Emperyalizm kapitalizmin en yüksek aşamasıdır. Geri kalmış ülkeleri siyasi, ekonomik ve kültürel olarak kendisine bağımlı kılar.
Bizim ülkemizde ise bu süreç Marsal planı ile başlamış, Küçük Amerika olma ve Vatan cephesi adlı ABD patentli çalışmalarla bu süreç başlamıştır.
ABD emperyalizmine karşı çıkan devrimci gençler, ya kurşuna dizilmiş, ya da idam edilmişlerdir. Antiemperyalist güçler vatan hainliği ile suçlanarak marinalılaştırılmıştır.
Şimdi ise ABD yeni bir oyun peşinde koşmakta. AKP hükümeti yerine FETÖ beslemesi bir darbe ile iktidarı değiştirmeye çalışmış ve başarılı olamamıştır.
ABD, şimdi ise Andrew Brunson’ un serbest kalmasının yetmeyeceğini, halen Türkiye’de tutuklu bulunan 12 ABD vatandaşı ile, ABD’nin Türkiye temsilciliklerinde çalışan tutuklu iki Türk vatandaşı Hamza Akçay ve Metin Topuz’un da tahliyesinin beklendiği bildirdi.
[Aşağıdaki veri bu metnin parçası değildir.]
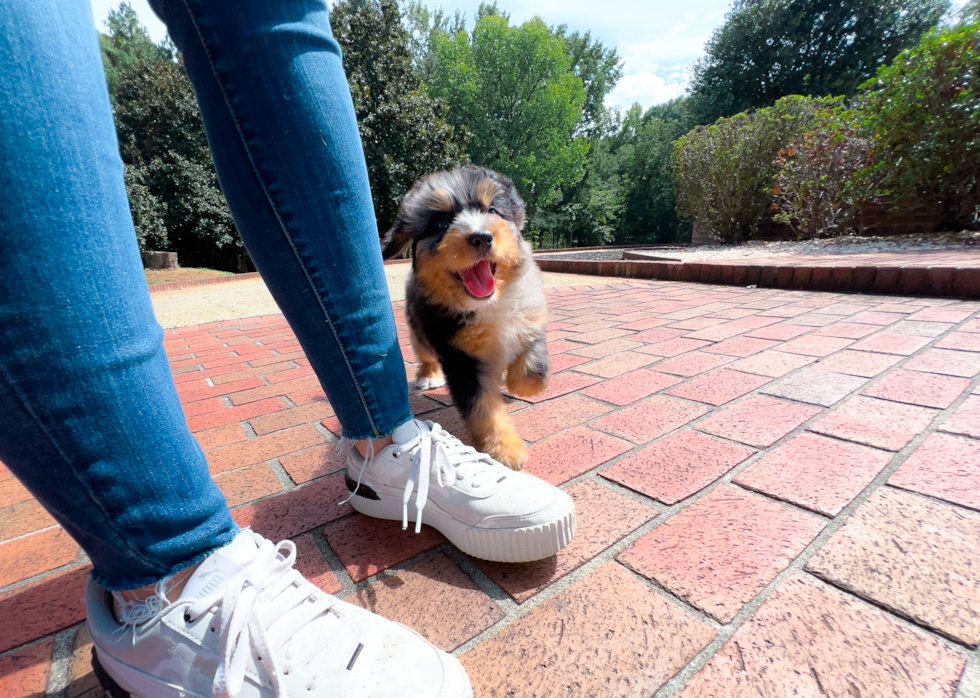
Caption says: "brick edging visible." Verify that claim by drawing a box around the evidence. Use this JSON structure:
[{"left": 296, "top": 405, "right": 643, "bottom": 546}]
[
  {"left": 147, "top": 271, "right": 262, "bottom": 293},
  {"left": 536, "top": 259, "right": 980, "bottom": 298}
]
“Ver papazı; al papazı” sözü ile yargının bağımsız olmadığını dünyaya ilan eden Türkiye şimdi ne yapacak bilmiyoruz.
Türkiye zor günlerden geçiyor.
Dolar hızla yükseliyor.
Cari açık her geçen gün büyüyor.
500 Milyar dolar dış borç var. Nasıl ödenecek kimse bilmiyor.
Batıdan ve batı demokrasilerinde uzak durmak, OHAL baskılarını olağanlaştırmak için hükümet her geçen gün biraz daha demokrasi kırıntılarından uzaklaşıyor.
Dış politika hiç hoş görünmüyor.
AB, kıstaslarından her gün biraz daha uzaklaşılıyor.
Parlamento devre dışı bırakıldı.
OHAL varlığını yasal yollarla sürdürüyor.
S 400 projesi halen muğlâkta duruyor.
Yargı YSK siyasi iktidara bağlanmış durumda.
Eğitimde, dünya sıralamalarında en sonlarda dibe vuruyor.
Cahillik pirim yapıyor. Aydınlar nefes alamaz hale gelen bir ülkede ABD ve doların hırçınlığı tartışılıyor.
Doların yüksek ateşi de, ABD nin hırçınlığı da, Cari açığın büyümesi de, Türkiye’nin dünyada yalnızlaştırılmasının da tek bir nedeni vardır. O da insanlarımızda demokrasinin esirgenmesidir.
Ama ne hikmetse bu ülkede ne demokrasi, ne de emperyalizm tartışılıyor.